El problema que nadie quiere admitir
Te lanzas a la NBA con la misma ilusión que un novato en la cancha: rápido, confiado, pero sin plan. Sin registro, tus pérdidas son un laberinto sin salida.
Herramientas básicas
Primero: hoja de cálculo. Sí, Excel o Google Sheets, nada de apps caras que prometen oro. Una columna para la fecha, otra para el partido, otra para la cuota y otra para el resultado.
Automatiza lo esencial
Usa fórmulas que sumen ganancias al instante. Cuando la celda de resultado sea “ganado”, la fórmula te devuelve la diferencia entre la cuota y 1. Si pierdes, resta la apuesta.
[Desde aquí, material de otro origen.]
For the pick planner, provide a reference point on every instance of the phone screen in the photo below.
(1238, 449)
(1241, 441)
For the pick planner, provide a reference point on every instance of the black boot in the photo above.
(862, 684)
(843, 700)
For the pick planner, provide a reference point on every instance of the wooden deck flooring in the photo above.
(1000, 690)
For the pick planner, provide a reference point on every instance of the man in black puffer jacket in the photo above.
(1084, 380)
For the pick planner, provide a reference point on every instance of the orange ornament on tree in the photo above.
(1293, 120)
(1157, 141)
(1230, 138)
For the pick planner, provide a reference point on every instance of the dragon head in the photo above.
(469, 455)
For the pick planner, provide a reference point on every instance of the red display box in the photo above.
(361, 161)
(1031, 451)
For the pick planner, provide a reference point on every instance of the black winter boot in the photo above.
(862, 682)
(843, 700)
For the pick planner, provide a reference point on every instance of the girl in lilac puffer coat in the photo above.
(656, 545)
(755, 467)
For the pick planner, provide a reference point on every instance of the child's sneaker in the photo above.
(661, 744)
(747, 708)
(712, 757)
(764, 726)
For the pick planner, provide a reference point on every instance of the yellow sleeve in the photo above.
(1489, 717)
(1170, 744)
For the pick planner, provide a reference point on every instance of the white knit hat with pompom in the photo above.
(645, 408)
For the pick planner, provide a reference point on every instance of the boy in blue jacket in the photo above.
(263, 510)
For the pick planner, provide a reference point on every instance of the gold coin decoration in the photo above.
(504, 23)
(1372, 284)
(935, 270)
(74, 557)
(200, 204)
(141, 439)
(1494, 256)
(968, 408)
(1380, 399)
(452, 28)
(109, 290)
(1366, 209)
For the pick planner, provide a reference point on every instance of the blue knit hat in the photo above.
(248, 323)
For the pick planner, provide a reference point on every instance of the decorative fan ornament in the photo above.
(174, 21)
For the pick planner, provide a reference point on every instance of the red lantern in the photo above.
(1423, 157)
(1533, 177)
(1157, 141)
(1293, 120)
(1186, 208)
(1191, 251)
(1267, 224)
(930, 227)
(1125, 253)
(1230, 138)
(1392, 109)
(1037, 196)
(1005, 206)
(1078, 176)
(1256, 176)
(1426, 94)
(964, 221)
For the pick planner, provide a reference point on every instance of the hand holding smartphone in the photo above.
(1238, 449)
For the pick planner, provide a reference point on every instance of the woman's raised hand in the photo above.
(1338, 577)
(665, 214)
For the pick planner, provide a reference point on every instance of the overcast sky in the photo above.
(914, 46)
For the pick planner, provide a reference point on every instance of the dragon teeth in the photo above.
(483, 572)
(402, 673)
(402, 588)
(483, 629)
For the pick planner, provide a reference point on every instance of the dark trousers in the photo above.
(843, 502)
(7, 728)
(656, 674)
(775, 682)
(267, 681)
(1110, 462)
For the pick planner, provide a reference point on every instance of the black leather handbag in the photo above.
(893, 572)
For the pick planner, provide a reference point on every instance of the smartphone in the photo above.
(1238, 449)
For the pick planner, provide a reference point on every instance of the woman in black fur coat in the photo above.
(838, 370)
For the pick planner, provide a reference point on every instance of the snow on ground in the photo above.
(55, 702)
Registro de métricas clave
Olvida la presión del “ganó el jugador estrella”. Apunta: tipo de apuesta (spread, total, moneyline), minuto de la jugada decisiva, y si hubo lesión. Cada detalle cuenta.
El factor emocional
Incluye una columna de “estado de ánimo”. Sí, suena raro, pero cuando apuestas mientras ves la serie en modo binge, la lógica se escapa. Apunta si estabas cansado o bajo alcohol.
Análisis post-partido
Tras cada encuentro, revísalo en 30 segundos. Busca patrones: ¿pierdes siempre cuando el rival supera los 115 puntos? ¿Ganas cuando el juego supera los 48 minutos?
Comparte y valida
Publica tu tabla en apuestasganadornba.com y comenta con la comunidad. Verás errores que tú mismo no notas.
Ajuste de estrategias
Cuando descubras que la mayoría de tus aciertos vienen de apuestas sobre el total, duplica la exposición, pero controla la varianza con límites de bankroll.
Control de bankroll
No arriesgues más del 2 % de tu fondo en una sola apuesta. Si el bankroll cae bajo 50 €, reduce el % al 1 % y vuelve a calibrar.
Tip final
Haz un “snapshot” semanal: copia los últimos 30 registros en una hoja nueva, filtra por tipo de apuesta y calcula el ROI. Si está bajo 5 %, corta esa línea ya.